Xenotransplants: the reasons for rejection reactions are clearer

The generosity of a patient who donated his body to science and his family has made it possible to study, for the longest time so far, the complex interactions between a transplanted pig kidney and the recipient’s organism. The results of the research, published on Naturewill allow the refinement of medical protocols to avoid rejection reactions in xenotransplantations.

A team of surgeons from New York University Langone Health collaborated with immunologists from Columbia University to transplant a genetically modified pig kidney onto a 57-year-old terminally ill glioblastoma patient who had been declared brain dead and was being kept alive by an artificial ventilation system.

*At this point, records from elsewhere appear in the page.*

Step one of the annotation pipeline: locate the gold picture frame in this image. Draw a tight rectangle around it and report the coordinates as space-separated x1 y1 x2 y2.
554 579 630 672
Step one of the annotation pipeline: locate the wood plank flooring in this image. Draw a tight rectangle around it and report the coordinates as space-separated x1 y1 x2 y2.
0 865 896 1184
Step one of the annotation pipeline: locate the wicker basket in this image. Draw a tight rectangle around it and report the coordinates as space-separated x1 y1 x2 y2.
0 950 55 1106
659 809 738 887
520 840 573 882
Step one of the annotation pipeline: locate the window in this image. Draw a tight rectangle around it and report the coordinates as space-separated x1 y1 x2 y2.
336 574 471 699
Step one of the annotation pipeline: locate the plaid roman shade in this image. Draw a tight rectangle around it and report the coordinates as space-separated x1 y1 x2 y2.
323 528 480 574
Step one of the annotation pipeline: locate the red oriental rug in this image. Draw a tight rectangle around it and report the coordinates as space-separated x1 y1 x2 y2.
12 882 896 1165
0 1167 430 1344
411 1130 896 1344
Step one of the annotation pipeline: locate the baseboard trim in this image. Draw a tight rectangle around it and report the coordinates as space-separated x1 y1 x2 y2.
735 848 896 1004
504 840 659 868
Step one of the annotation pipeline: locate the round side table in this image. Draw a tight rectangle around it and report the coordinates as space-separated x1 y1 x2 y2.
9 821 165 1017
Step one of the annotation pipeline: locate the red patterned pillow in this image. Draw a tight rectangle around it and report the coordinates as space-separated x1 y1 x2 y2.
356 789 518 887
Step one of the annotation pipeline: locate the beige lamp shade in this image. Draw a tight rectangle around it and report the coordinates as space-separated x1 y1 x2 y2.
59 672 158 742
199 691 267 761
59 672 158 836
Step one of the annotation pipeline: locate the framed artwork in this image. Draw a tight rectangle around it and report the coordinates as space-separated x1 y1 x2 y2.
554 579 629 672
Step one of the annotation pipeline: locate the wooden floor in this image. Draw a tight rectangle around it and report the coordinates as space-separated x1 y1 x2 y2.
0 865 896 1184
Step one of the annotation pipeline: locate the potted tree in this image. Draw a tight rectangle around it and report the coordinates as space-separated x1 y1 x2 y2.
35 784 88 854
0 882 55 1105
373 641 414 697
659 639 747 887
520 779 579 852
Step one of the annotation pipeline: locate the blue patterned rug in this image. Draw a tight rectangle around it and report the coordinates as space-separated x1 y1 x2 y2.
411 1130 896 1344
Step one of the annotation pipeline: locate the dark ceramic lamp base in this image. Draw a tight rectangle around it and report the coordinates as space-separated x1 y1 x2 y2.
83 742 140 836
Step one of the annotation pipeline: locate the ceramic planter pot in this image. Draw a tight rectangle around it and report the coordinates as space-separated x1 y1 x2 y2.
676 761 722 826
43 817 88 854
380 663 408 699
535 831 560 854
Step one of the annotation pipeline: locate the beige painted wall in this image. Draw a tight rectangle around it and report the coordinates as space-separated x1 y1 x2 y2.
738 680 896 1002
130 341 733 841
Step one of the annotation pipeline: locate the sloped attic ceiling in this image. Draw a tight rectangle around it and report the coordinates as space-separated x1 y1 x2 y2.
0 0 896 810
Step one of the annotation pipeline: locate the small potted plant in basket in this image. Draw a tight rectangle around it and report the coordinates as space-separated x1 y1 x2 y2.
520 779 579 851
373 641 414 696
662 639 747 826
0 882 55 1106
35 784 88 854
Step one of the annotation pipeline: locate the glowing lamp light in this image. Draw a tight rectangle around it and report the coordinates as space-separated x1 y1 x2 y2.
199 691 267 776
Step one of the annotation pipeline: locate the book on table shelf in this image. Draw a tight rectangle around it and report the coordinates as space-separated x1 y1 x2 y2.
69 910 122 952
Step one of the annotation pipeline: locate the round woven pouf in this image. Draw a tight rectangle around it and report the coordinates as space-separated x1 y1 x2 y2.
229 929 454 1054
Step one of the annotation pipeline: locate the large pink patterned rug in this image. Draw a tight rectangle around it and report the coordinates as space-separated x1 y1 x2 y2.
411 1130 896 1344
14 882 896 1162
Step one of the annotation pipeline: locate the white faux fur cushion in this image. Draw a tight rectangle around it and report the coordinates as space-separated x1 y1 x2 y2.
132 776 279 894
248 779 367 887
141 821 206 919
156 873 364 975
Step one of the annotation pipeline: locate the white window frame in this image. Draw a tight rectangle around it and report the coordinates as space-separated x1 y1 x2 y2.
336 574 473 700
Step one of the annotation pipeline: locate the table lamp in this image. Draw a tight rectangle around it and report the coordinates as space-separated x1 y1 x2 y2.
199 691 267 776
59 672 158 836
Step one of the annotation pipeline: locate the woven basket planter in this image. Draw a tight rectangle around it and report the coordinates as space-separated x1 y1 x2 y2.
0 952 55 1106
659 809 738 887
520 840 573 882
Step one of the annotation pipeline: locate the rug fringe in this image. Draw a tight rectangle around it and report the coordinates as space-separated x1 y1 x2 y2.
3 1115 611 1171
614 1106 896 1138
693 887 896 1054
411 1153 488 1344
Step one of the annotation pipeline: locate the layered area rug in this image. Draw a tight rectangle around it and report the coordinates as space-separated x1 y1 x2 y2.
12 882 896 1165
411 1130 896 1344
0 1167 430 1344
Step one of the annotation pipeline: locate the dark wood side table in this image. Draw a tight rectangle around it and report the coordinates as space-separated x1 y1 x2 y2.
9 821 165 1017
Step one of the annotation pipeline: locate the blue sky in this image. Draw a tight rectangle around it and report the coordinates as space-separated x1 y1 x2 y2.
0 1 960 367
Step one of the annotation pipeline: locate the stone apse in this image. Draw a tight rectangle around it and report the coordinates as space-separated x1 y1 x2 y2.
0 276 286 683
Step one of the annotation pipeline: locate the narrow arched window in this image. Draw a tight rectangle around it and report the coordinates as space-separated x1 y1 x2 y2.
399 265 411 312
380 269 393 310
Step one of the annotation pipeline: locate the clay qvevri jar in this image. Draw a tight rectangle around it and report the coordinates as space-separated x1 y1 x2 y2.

In addition to the organ, a part of the animal’s thymus was also transferred to the recipient, the gland that is part of the immune system in which T lymphocytes (the cells most involved in rejection mechanisms) develop.

The thymus teaches immune cells to distinguish between native elements, internal to the organism, and foreign elements. Previous animal studies suggested that transplanting a portion of one during xenotransplantations could have a calming effect on the recipient patient’s immune reactions. It happened like this: the tissue reduced the attacks of the human immune system on the pig kidney, and also prevented a dangerous loss of proteins through the urine due to the malfunctioning of the kidney – a serious complication of xenotransplantations that often occurs in living patients.

Essentially, for 61 days, the donated kidney did its job.

Through a detailed analysis of genetic activity and proteins produced in human and pig cells, scientists were able to predict immune attacks on the kidney up to five days before their damaging effects on tissue were seen.

They mainly observed three: a first wave, generic and non-specific, on the 21st day after the operation, by the innate immune system; a second by the macrophages on the 33rd day, during which these white blood cells attempted to incorporate the intruded cells; and a third attack on the 45th day, driven by the patient’s T cells. The latter episode was successfully treated by temporarily eliminating T cell activity in the recipient.

The transplanted kidney had undergone few changes (such as to eliminate a sugar, alpha-gal, present on pig organs but not on human ones, which would have caused an immediate rejection reaction). Nonetheless, the organ was still functioning after two months, when the patient’s family chose to end the experiment.

This seems to suggest that minimally modified organs, which are easier and cheaper to produce, might work well for xenotransplantation, and that controlling the response of pre-existing T cells in patients might be more important than dedicating time and resources to a massive gene editing operation on the animal.